Awan hitam menggelanyut di langit Kabupaten Gowa, Sulawesi Selatan, Rabu (3/11/2021). Badan Meteorologi, Klimatologi dan Geofisika (BMKG) memprakirakan potensi curah hujan dengan intensitas sedang-lebat disertai petir dan angin kencang dapat terjadi di sejumlah daerah di Indonesia hingga 6 November 2021 termasuk Sulawesi Selatan sehingga masyarakat diharapkan mewaspadai potensi cuaca ekstrem tersebut.
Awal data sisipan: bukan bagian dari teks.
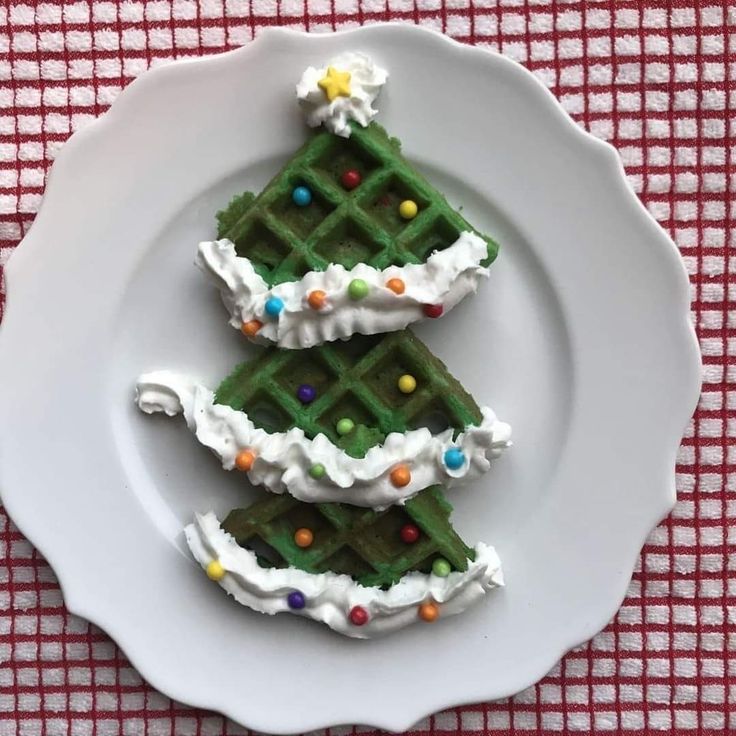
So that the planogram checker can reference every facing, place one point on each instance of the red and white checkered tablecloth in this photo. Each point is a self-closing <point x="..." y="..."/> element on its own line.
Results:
<point x="654" y="78"/>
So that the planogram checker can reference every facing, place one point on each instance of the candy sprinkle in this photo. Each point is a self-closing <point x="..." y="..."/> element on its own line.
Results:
<point x="407" y="384"/>
<point x="274" y="305"/>
<point x="358" y="289"/>
<point x="358" y="616"/>
<point x="345" y="426"/>
<point x="244" y="460"/>
<point x="251" y="328"/>
<point x="401" y="476"/>
<point x="296" y="600"/>
<point x="429" y="612"/>
<point x="409" y="533"/>
<point x="350" y="179"/>
<point x="306" y="393"/>
<point x="303" y="537"/>
<point x="396" y="285"/>
<point x="408" y="209"/>
<point x="454" y="458"/>
<point x="317" y="299"/>
<point x="301" y="196"/>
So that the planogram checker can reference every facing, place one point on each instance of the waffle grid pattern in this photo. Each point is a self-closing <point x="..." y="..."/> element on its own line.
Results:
<point x="356" y="380"/>
<point x="349" y="227"/>
<point x="654" y="78"/>
<point x="351" y="540"/>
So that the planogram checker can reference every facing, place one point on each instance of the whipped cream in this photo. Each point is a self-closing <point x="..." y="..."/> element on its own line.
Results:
<point x="445" y="278"/>
<point x="366" y="80"/>
<point x="283" y="459"/>
<point x="329" y="596"/>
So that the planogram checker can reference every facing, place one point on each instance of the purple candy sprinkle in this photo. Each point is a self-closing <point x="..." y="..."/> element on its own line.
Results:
<point x="296" y="599"/>
<point x="306" y="393"/>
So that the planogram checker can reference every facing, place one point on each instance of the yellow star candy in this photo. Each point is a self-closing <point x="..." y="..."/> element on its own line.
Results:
<point x="335" y="84"/>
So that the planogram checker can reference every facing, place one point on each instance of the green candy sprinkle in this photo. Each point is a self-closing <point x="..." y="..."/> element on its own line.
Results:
<point x="358" y="289"/>
<point x="345" y="426"/>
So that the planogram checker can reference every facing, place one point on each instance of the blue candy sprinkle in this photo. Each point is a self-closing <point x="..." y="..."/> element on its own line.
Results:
<point x="274" y="305"/>
<point x="454" y="458"/>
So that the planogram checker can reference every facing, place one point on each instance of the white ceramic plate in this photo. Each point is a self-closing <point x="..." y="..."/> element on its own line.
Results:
<point x="581" y="340"/>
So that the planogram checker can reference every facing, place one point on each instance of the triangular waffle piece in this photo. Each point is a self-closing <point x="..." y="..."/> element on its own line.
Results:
<point x="365" y="544"/>
<point x="358" y="380"/>
<point x="347" y="226"/>
<point x="347" y="238"/>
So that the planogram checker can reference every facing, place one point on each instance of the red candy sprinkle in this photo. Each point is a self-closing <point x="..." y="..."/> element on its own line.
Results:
<point x="358" y="616"/>
<point x="433" y="310"/>
<point x="350" y="179"/>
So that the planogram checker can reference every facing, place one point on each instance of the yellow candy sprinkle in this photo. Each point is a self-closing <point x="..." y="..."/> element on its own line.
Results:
<point x="407" y="384"/>
<point x="408" y="209"/>
<point x="215" y="570"/>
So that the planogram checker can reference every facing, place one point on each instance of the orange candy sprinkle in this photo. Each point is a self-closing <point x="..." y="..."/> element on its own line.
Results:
<point x="317" y="299"/>
<point x="303" y="537"/>
<point x="244" y="460"/>
<point x="251" y="328"/>
<point x="429" y="612"/>
<point x="401" y="476"/>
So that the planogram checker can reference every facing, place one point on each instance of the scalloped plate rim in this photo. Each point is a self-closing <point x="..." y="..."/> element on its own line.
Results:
<point x="84" y="606"/>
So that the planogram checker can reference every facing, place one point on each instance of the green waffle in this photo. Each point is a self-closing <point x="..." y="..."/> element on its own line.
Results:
<point x="354" y="541"/>
<point x="356" y="379"/>
<point x="285" y="241"/>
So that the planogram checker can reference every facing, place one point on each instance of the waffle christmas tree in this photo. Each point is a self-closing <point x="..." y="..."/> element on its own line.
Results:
<point x="350" y="424"/>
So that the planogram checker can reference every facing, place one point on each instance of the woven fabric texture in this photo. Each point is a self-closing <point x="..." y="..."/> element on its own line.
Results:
<point x="656" y="79"/>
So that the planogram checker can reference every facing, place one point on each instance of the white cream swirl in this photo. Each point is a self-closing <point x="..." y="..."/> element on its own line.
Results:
<point x="283" y="459"/>
<point x="329" y="597"/>
<point x="366" y="80"/>
<point x="445" y="278"/>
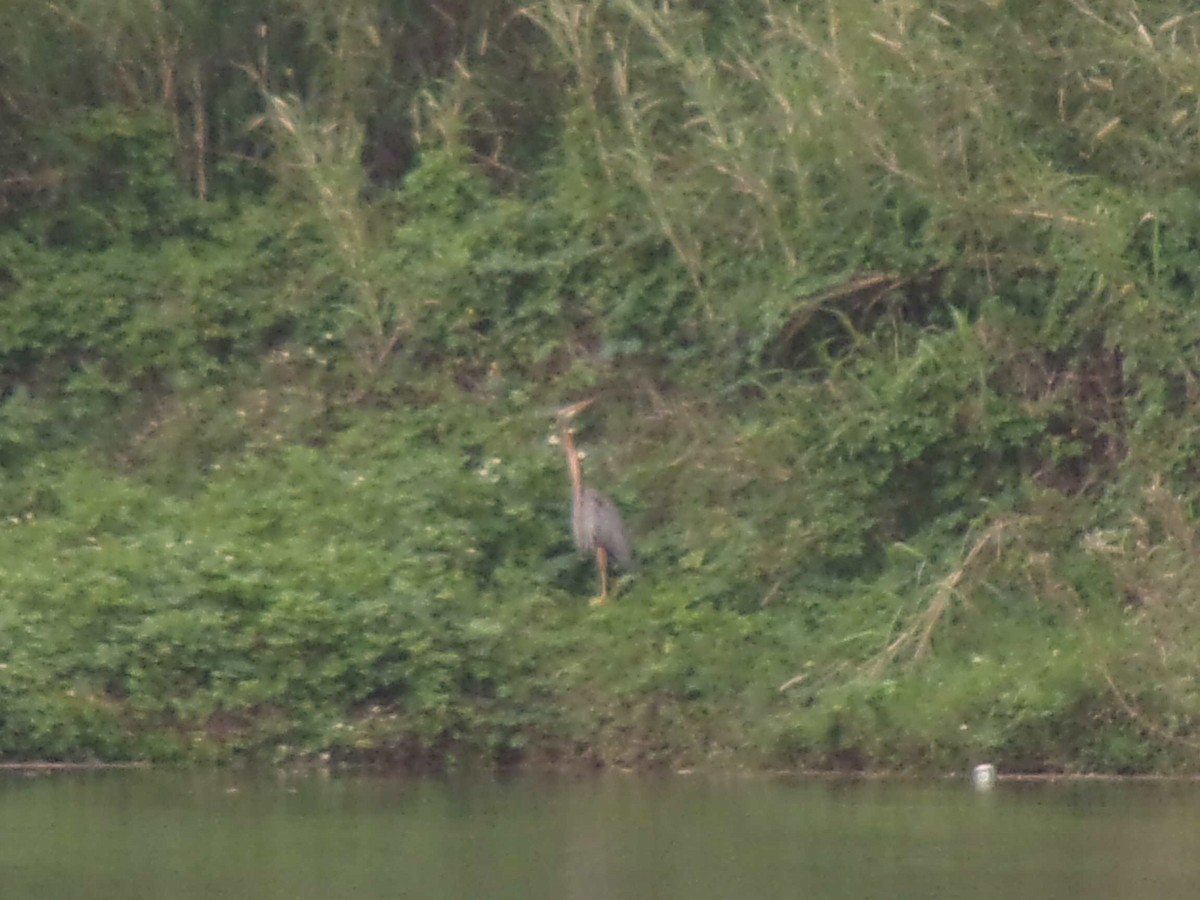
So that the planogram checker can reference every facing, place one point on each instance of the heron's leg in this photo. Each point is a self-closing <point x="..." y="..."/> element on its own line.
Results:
<point x="603" y="565"/>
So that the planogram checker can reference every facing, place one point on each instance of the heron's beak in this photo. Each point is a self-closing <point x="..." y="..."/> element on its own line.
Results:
<point x="570" y="412"/>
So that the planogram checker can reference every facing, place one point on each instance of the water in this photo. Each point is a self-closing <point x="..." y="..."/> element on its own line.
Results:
<point x="166" y="835"/>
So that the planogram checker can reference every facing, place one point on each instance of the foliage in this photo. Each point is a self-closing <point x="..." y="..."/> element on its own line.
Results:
<point x="889" y="310"/>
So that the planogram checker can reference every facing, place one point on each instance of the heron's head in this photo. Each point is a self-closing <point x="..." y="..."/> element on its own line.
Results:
<point x="567" y="413"/>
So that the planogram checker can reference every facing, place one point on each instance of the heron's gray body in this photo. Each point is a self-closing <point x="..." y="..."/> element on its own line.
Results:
<point x="595" y="522"/>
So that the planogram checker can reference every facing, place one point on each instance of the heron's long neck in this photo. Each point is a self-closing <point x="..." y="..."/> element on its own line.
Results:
<point x="573" y="463"/>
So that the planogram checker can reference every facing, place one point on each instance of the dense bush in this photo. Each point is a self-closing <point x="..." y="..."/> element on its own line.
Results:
<point x="889" y="312"/>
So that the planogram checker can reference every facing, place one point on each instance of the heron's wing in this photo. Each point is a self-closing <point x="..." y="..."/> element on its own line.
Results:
<point x="607" y="529"/>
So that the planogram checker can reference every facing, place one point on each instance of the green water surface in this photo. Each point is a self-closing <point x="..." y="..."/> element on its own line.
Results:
<point x="124" y="835"/>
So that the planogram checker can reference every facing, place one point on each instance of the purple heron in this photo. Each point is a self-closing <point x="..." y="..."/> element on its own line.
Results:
<point x="595" y="522"/>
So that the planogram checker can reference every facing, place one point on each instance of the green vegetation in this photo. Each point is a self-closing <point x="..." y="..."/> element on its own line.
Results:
<point x="891" y="312"/>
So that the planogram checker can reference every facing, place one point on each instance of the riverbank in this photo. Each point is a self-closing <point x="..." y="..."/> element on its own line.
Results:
<point x="891" y="333"/>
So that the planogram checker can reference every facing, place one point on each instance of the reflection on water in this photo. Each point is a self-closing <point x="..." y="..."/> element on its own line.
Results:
<point x="124" y="835"/>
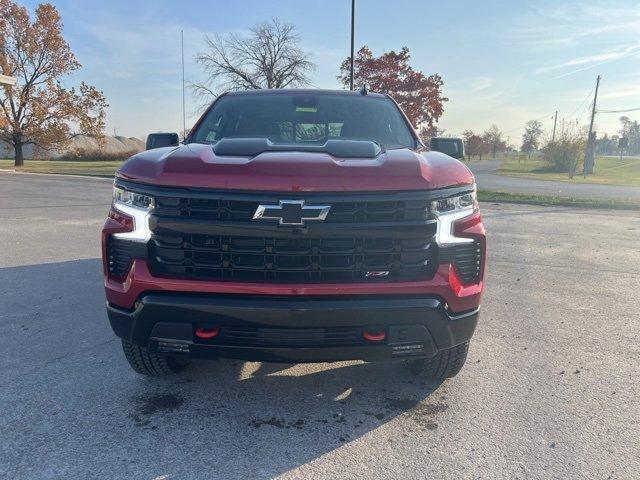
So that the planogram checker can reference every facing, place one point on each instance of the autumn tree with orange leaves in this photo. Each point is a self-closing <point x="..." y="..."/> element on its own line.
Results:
<point x="419" y="95"/>
<point x="38" y="110"/>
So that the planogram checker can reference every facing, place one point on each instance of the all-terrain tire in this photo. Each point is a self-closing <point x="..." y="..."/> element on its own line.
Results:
<point x="149" y="363"/>
<point x="446" y="364"/>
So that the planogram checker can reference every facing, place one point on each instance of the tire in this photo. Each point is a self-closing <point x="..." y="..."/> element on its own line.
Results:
<point x="149" y="363"/>
<point x="446" y="363"/>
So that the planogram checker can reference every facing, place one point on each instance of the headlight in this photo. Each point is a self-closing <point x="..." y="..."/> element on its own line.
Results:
<point x="132" y="199"/>
<point x="137" y="206"/>
<point x="456" y="204"/>
<point x="448" y="211"/>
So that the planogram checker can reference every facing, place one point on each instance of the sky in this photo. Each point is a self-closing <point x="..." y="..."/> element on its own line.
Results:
<point x="502" y="62"/>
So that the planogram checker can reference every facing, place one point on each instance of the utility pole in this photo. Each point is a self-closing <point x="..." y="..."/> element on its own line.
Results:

ANTARA FOTO/Arnas Padda/yu/hp (ANTARA/ARNAS PADDA)

Jakarta, Aktual.com – Badan Meteorologi, Klimatologi dan Geofisika (BMKG) pada Jumat (20/9) memperingatkan bahwa potensi hujan lebat di sejumlah wilayah Indonesia termasuk hujan disertai petir di beberapa kota besar di Tanah Air.

Dalam peringatan dini cuaca yang dikutip Jakarta, Jumat, BMKG memprakirakan hujan lebat dapat turun di beberapa wilayah Provinsi Aceh, Sumatera Utara, Sumatera Barat, Bengkulu, Jambi, Lampung, Banten, Jawa Barat, dan D.I Yogyakarta.

Provinsi lain yang wilayahnya berpotensi mengalami hujan lebat adalah Nusa Tenggara Barat, Kalimantan Barat, Kalimantan Tengah, Kalimantan Timur, Sulawesi Tengah, Sulawesi Tenggara, Maluku, Papua Barat, dan Papua.

Hujan dengan intensitas lebih ringan diprakirakan terjadi di wilayah Riau, DKI Jakarta, dan Kalimantan Selatan. Sementara itu, Sulawesi Barat berpotensi mengalami angin kencang.

Khusus untuk wilayah DKI Jakarta, hujan intensitas ringan diprakirakan turun pada hari ini di Jakarta Selatan dan Jakarta Timur pada siang hari.

Hujan disertai petir berpotensi terjadi di Pontianak, Kalimantan Barat, pada malam hari dan Padang, Sumatera Barat, yang diprakirakan mengalami hujan lebat pada pagi hari.

Untuk hujan intensitas sedang berpotensi turun di Bengkulu pada dini hari, Mataram, Nusa Tenggara Barat, pada siang hari, dan Medan, Sumatera Utara, pada siang dan malam hari.

BMKG juga memperingatkan Sulawesi Tengah masuk dalam kategori siaga dampak hujan lebat seperti banjir. Wilayah lain juga masuk dalam kategori waspada yaitu Sulawesi Utara, Sumatera Barat, Bengkulu, Jawa Barat, Kalimantan Barat, Kalimantan Tengah, Maluku, Papua Barat, dan Papua.